A Joffo, scrittore sui generis, tutt’altro che un intellettuale puro, capace tuttavia di azzerare la distanza tra il narratore e chi legge con una sincerità e un’immediatezza davvero fuori del comune, si deve il libro che rappresenta il «prototipo» del racconto-testimonianza nell’abisso della Shoah: Un sacchetto di biglie (tradotto per Rizzoli) uscì nel lontano 1973, quando di Olocausto in Europa si parlava ancora poco o nulla. Da allora ha venduto circa venti milioni di copie in tutto il mondo, e ha visto diverse riduzioni cinematografiche.
Con la spontaneità del bambino di poco più di dieci anni che lui era in quell’epoca tremenda, con la forza delle esperienze attraversate armato della strenua volontà di uscirne fuori vivo, Joseph Joffo racconta la fuga da Parigi occupata dai nazisti insieme col fratello maggiore, la discesa verso il Sud della Francia, gli spostamenti rischiosi, la clandestinità, l’arresto, i falsi certificati di battesimo che li salvano. Tutto comincia quando i membri della famiglia decidono che la scelta migliore per cavarsela è quella di disperdersi. E Un sacchetto di biglie è la cronaca terribile ma anche a suo modo divertente, e soprattutto terribilmente avvincente, di questa «diaspora» familiare.

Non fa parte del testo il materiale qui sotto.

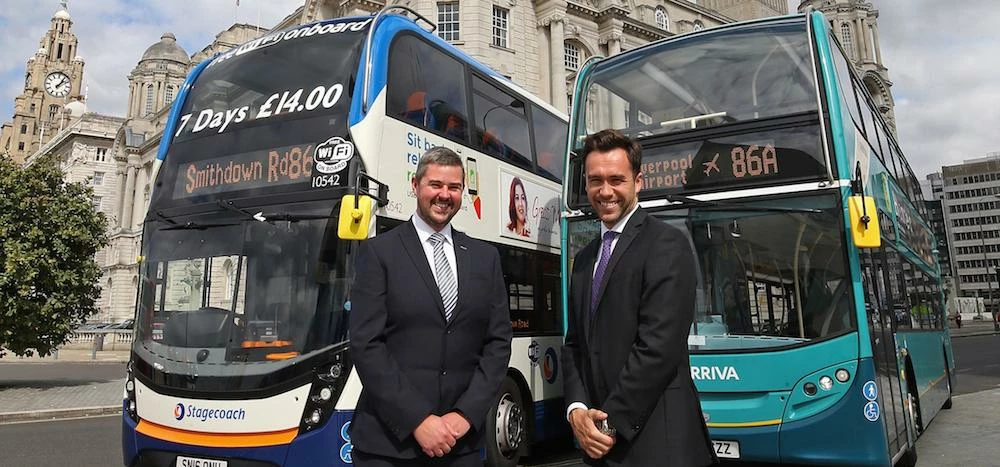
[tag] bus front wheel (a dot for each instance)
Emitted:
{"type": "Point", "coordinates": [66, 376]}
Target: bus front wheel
{"type": "Point", "coordinates": [505, 427]}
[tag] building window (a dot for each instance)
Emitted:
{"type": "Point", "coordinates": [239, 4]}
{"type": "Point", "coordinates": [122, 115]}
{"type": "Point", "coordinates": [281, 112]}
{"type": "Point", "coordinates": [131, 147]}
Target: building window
{"type": "Point", "coordinates": [662, 21]}
{"type": "Point", "coordinates": [448, 20]}
{"type": "Point", "coordinates": [845, 35]}
{"type": "Point", "coordinates": [149, 99]}
{"type": "Point", "coordinates": [500, 16]}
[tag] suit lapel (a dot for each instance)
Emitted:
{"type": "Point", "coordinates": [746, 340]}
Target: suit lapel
{"type": "Point", "coordinates": [463, 264]}
{"type": "Point", "coordinates": [628, 234]}
{"type": "Point", "coordinates": [413, 248]}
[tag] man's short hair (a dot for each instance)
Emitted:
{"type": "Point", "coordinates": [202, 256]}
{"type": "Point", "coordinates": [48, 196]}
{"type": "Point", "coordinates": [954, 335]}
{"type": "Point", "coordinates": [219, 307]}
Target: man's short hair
{"type": "Point", "coordinates": [606, 140]}
{"type": "Point", "coordinates": [439, 155]}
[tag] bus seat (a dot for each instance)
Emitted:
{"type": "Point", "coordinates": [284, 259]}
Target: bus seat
{"type": "Point", "coordinates": [417, 110]}
{"type": "Point", "coordinates": [491, 144]}
{"type": "Point", "coordinates": [455, 126]}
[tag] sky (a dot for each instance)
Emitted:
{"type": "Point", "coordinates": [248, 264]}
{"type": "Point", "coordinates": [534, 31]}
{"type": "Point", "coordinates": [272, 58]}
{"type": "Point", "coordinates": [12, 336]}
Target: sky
{"type": "Point", "coordinates": [939, 57]}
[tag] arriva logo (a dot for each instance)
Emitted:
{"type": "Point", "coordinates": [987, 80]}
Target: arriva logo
{"type": "Point", "coordinates": [714, 373]}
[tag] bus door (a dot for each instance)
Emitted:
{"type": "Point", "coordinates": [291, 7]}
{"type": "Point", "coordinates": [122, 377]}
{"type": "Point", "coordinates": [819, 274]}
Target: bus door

Joffo ha scritto tanto altro, dopo la guerra - soprattutto memorie - ma questa resta l’opera che lo identifica e ha avvicinato tantissimi lettori alla Shoah: Un sacchetto di biglie è un libro straordinariamente intergenerazionale, capace di appassionare tanto gli adulti quanto gli adolescenti e persino i più piccoli. Forse perché, malgrado la morte fosse in quegli anni presente ovunque, quella che Joffo racconta è una storia piena di vita.